Baracchi was a founding member of the CPA, but after a few years the party was stagnating, even going backwards, so he sailed for Europe, to be closer to the action in Berlin. He worked there on the Comintern's Inprecorr magazine, and lived through the botched revolutionary opportunity.

Returning from the revolutionary excitement of Berlin in 1923 and a party of a quarter of a million members and 38 daily newspapers to the CPA struggling to survive in 1924, with not much more than 100 paid-up members, was a let down. "The distance between what the party sought and the actual resources available to it created a temptation for shortcuts, magic keys that would open the door into real, practical politics." Baracchi, working in the party office, "watched with horror and fascination, as Jock Garden, the CPA's main leader, tried to bluff a mass organisation into existence". He resigned in 1925, but the party insisted on expelling him.

Baracchi rejoined the CPA in the '30s — it had grown significantly with the upsurge among unemployed during the Depression. He preceded his formal rejoining by working in Moscow in 1933-34.

Stalinist degeneration

In Moscow, Baracchi experienced first-hand the depths of Stalinist degeneration in the '30s, as the friends whom he'd worked with vanished into Stalin's prisons and camps.

Back in Australia his experience gives a good insight into the operations of the CP bureaucrats. As Baracchi increasingly doubted the line and the lies of the CP leaders in the late '30s, the book describes his hesitations and considerations and those of CPA comrades with similar misgivings and fears, anguished at the prospect of being outside the party, cut off from militant workers.

Baracchi had quit the party once already, and regretted it, so standing up, and facing automatic expulsion, the loss of friendships, comradeship, ostracisation, even violence, was especially hard. Jim Rawling, another leader whose eyes had been opened like Baracchi's, was expelled. Baracchi followed soon after. He joined the small, isolated Trotskyist group.

Trotskyism

The Trotskyist group, being banned, chose to join the Australian Labor Party. The Trotskyist group had been reduced to this perspective more by default and the difficulties posed by the dominance of the so much larger Stalinist CPA than by principled arguments for moving forward.

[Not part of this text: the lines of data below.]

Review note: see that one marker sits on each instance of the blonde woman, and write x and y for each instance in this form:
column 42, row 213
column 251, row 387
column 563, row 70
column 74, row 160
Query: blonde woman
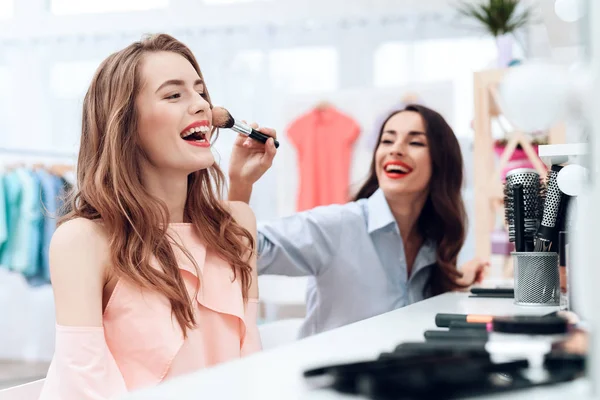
column 153, row 274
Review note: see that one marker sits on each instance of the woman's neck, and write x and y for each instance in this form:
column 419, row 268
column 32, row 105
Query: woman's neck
column 406, row 211
column 169, row 188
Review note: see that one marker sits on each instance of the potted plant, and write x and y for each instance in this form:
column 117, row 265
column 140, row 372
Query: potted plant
column 500, row 18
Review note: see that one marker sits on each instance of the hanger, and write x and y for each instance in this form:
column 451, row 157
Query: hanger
column 323, row 105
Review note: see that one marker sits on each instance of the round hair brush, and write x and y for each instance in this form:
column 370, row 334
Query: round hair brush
column 223, row 119
column 548, row 229
column 531, row 189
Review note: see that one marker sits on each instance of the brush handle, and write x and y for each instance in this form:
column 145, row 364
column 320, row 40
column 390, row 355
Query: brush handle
column 261, row 137
column 519, row 217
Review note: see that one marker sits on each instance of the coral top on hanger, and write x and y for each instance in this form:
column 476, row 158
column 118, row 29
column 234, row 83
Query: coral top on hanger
column 324, row 140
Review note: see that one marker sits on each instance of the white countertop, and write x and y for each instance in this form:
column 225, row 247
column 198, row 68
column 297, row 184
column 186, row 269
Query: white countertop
column 277, row 373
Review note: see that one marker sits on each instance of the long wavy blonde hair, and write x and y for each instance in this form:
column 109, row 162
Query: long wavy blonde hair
column 109, row 187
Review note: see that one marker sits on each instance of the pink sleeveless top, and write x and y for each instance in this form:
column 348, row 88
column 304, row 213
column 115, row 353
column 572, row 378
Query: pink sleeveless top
column 141, row 344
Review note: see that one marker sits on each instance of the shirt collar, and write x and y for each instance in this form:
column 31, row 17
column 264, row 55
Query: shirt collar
column 380, row 215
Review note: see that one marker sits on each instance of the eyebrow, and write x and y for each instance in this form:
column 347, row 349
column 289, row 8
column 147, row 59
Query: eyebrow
column 177, row 82
column 411, row 133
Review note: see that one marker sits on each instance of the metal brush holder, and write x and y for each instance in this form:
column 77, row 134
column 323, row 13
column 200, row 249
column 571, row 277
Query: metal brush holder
column 537, row 281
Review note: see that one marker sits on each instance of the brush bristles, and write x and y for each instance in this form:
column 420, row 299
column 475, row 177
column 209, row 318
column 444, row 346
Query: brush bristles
column 222, row 118
column 532, row 189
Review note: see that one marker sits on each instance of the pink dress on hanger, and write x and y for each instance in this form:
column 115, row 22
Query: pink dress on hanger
column 141, row 344
column 324, row 140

There was little joy in this course. As the main arena of his political activity, it seemed a dreary experience for the rest of Baracchi's political life, lacking the inspiration and the theoretical debates that were his forte. The Trotskyist group remained tiny, and immersion in the ALP, starting as a tactic, became a principle, a long-term strategy, for the rest of the group's existence.

Baracchi never sold out, but for the last decades of his life he was surviving on thin gruel for someone who was inspired by the heady ideals of communism, the emancipation of the working class, and world revolution. He marched against the war in Vietnam in the '60s, and probably was inspired again by the thousands of young people who were radicalising at the time in Australia, and around the world.

In many ways, Baracchi's biography was a story waiting to be written — of a colourful, principled revolutionary who lived through many of the most important and exciting events of the 20th century. Hall Greenland filled a big gap with his biography of that other important figure of the Australian left, Nick Origlass, (Red Hot, Wellington Lane Press, Sydney, 1998).

This is an excellent book, recommended for all Green Left Weekly readers.

[John Percy is the national president of the Democratic Socialist Perspective, and was won to revolutionary Marxism during the youth radicalisation and campaign against the war in Vietnam in the 1960s.]